Retail investors often face a common issue: they feel their position is too small when they make a profit, but when they incur a loss, they worry that their position is too large!
In trading, there is a widespread problem where investors feel they hold too little when the market rises, and too much when the market falls. This situation indicates that investors have not properly managed their positions.
In reality, whether the market is rising or falling, if investors have not fully built their positions, they will regret their hesitation. Conversely, if investors have a position, they will regret not having liquidated it. This mindset is a common state for cryptocurrency traders. Therefore, we often say that you should not easily adjust your positions. When adjusting your position, you must carefully consider how much risk you can tolerate. If investors are sensitive to floating profits or losses, they only need to maintain a portion of their base position.

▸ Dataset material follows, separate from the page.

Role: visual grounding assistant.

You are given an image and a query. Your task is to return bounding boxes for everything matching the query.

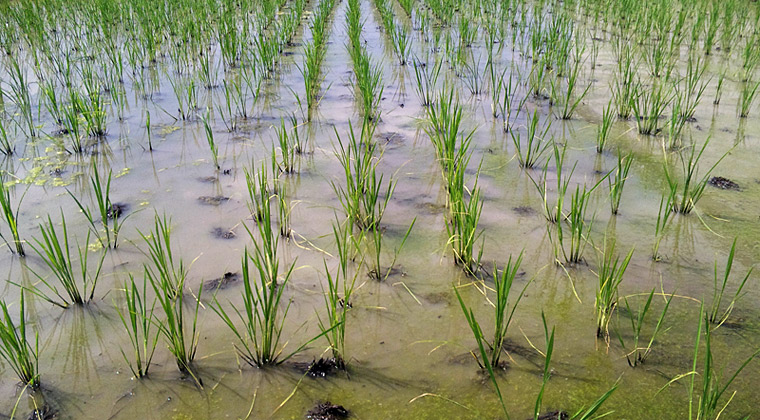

Here are some suggestions for position management:
1. Do not invest all your funds in the market at once, unless you have decided not to make any further adjustments to your position.
2. Even if investors are very optimistic about a particular cryptocurrency, they should build their positions in batches. Investors should maintain a sense of awe towards the market and avoid excessive confidence and impulsiveness.
3. When averaging down, the price gap should be greater than 20%. Otherwise, there is no need for averaging down, especially if funds are limited.
In summary, position management is very important. Investors do not need to operate frequently or use complex technical skills; as long as they can manage their positions well, they can outperform most of their peers in cryptocurrency.